Increased climate variability and surging population growth are placing greater demands on limited resources such as water, energy, and physical space. Our teams are considering how buildings and infrastructure can be designed to more effectively cope with these stresses and perform well into the future. Facilities need to be built not only to operate in greater harmony with nature but also to withstand the forces it may unleash.

Tetra Tech understands the value of resiliency planning and sustainable design in addressing emerging risks associated with a changing world. We develop unique solutions to some of the toughest problems—using both cutting-edge technologies and commonsense approaches.

As conceptual frameworks, resilience and sustainability increasingly guide decisions in the planning, design, and engineering of our projects. Resiliency emphasizes robustness and the ability to recover, while sustainability considers measures of environmental impact and resource conservation. Both concepts share common end goals in contributing to society’s capacity to thrive in a meaningful way. In this Sustainable Design article series, we highlight Tetra Tech projects that represent some of the industry’s very best examples of resiliency planning and sustainable design.

Sustainable Design

Where resilience asks how to build infrastructure that can withstand a changing environment, sustainability considers how facilities can be designed to integrate with their surroundings—minimizing environmental impacts, waste generation, and energy consumption. Tetra Tech’s growing global sustainable infrastructure practice is using innovative design approaches to control temperature, reduce energy costs, and conserve water.

Reaching new heights of sustainable design in Shanghai

Halfway around the world from the Wilshire Grand stands the Shanghai Tower, the tallest building in China and the second tallest in the world. The Shanghai Tower rises 632 meters (128 stories) and encompasses more than 5,500,000 square feet, including Class A office space, retail space, a boutique hotel, and cultural venues.

The high-profile project has received global acclaim for its novel architectural design and use of sustainable technologies and renewable energy systems. Rainwater harvesting, a blackwater treatment system, cogeneration, ice storage, a geothermal system, 270 wind turbines, and a bioclimatic design featuring a double-skin facade for reducing heating and cooling loads count among the impressive features that have helped Shanghai Tower achieve LEED Platinum certification—a rare designation for a supertall building. But what might be less known is the sheer impact of the underlying engineering of the tower’s systems and designs on energy savings.

Shanghai Tower & Construction Co., Ltd. selected Tetra Tech to provide MEP, fire protection, telecommunications, audiovisual, and security system engineering design for the tower. Our team collaborated with the project architect, Gensler, to develop an MEP strategy that would create a new regional benchmark for building systems design.

“Based on the architect’s concept of splitting the tower into nine vertical neighborhoods, we began viewing the structure as several smaller buildings stacked on top of each other,” said Edward Barbieri, PE, LEED AP, principal engineer. “That became the basis for the MEP design.”

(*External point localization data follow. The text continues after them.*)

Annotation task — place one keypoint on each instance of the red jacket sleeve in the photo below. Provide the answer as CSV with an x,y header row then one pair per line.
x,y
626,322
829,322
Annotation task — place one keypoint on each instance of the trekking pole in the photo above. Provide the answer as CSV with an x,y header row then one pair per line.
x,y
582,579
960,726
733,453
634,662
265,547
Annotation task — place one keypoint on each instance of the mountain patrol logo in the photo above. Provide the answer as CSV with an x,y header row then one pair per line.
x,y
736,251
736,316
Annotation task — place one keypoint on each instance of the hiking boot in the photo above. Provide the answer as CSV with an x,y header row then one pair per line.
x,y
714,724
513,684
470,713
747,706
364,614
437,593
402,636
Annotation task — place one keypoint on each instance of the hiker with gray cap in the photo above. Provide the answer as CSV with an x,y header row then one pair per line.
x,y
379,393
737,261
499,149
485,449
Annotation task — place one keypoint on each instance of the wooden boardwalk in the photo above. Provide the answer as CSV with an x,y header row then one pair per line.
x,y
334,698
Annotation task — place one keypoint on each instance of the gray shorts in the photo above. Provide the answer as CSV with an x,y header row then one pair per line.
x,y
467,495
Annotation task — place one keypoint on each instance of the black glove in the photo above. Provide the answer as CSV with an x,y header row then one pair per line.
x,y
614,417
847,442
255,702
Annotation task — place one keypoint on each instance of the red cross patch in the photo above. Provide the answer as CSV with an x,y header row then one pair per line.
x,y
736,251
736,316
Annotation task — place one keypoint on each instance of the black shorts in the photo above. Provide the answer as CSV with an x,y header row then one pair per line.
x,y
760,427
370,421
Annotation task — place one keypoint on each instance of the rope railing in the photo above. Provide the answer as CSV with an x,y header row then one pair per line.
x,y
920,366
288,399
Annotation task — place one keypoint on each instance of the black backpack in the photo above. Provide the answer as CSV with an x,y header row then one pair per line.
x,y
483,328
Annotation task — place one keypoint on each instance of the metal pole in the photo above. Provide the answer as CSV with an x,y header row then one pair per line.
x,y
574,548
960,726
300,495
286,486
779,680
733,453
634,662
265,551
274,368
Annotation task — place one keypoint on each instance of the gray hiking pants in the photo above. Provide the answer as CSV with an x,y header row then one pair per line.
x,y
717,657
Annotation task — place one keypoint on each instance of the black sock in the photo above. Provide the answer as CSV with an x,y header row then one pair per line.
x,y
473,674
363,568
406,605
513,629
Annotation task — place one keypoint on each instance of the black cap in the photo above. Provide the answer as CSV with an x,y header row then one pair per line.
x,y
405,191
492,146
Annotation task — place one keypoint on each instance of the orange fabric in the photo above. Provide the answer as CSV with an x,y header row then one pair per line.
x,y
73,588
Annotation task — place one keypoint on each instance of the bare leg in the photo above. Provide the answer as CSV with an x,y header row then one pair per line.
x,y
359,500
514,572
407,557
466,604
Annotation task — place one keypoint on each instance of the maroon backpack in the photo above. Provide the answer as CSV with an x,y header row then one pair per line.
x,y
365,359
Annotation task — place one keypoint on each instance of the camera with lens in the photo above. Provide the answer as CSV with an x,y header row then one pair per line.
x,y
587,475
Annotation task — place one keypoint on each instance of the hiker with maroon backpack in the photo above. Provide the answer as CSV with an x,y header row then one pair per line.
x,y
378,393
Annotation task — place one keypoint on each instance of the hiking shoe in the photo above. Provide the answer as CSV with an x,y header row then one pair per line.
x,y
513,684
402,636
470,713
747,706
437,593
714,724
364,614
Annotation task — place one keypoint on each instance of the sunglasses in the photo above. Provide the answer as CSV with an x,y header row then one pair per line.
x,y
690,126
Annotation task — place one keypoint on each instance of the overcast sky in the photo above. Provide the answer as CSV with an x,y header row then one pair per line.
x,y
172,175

Working closely with the architect, our team helped develop an atrium buffer zone to reduce cooling costs. The building design incorporated 15-story, 360-degree atriums for the entire height of the tower, and Tetra Tech developed an HVAC design that minimized energy use by dual purposing the building’s spill air to provide conditioning to these zones. We also integrated efficient strategies into the building design such as heat recovery systems, multiple central plants for low-energy transport and effective heat transfer, and overhead variable air volume air conditioning systems with demand-control ventilation.

In approaching the project, Ed said his team had four main goals: to create an energy-efficient design based on high-quality and high-efficiency equipment; to reduce source energy consumption; to design a building automation system with control strategies to minimize energy consumption while maintaining user comfort and system reliability; and to ensure a high indoor air quality environment.

Compared to base scheme estimates, the building achieved 45 percent lower lifecycle energy costs and 25 percent overall energy savings, 70 percent of which came from the MEP equipment designs.

“Sustainability goals should be established at the beginning of a project, with owners and architects strategizing with the MEP engineer early in the design process to review options and incorporate the best systems to meet those goals,” Ed said. “We believe in taking a holistic approach to sustainability, specifying efficient systems that reduce a building’s environmental impact while also looking at resiliency and hardening methods,” he said. “We must design better buildings for a better future.”

A commitment to our future

A city is the sum of its parts—buildings, communities, coastlines—and efforts to enhance long-term resilience and sustainability must reach across all of them. Tetra Tech’s community resiliency specialists and global sustainable infrastructure teams are demonstrating what can be achieved through collaboration, creativity, and an unwavering dedication to the highest principles in planning, design, and engineering. By leading in projects that advance resiliency and sustainability, we can continue to deliver the most effective solutions to our clients and help ensure a vibrant and enduring future.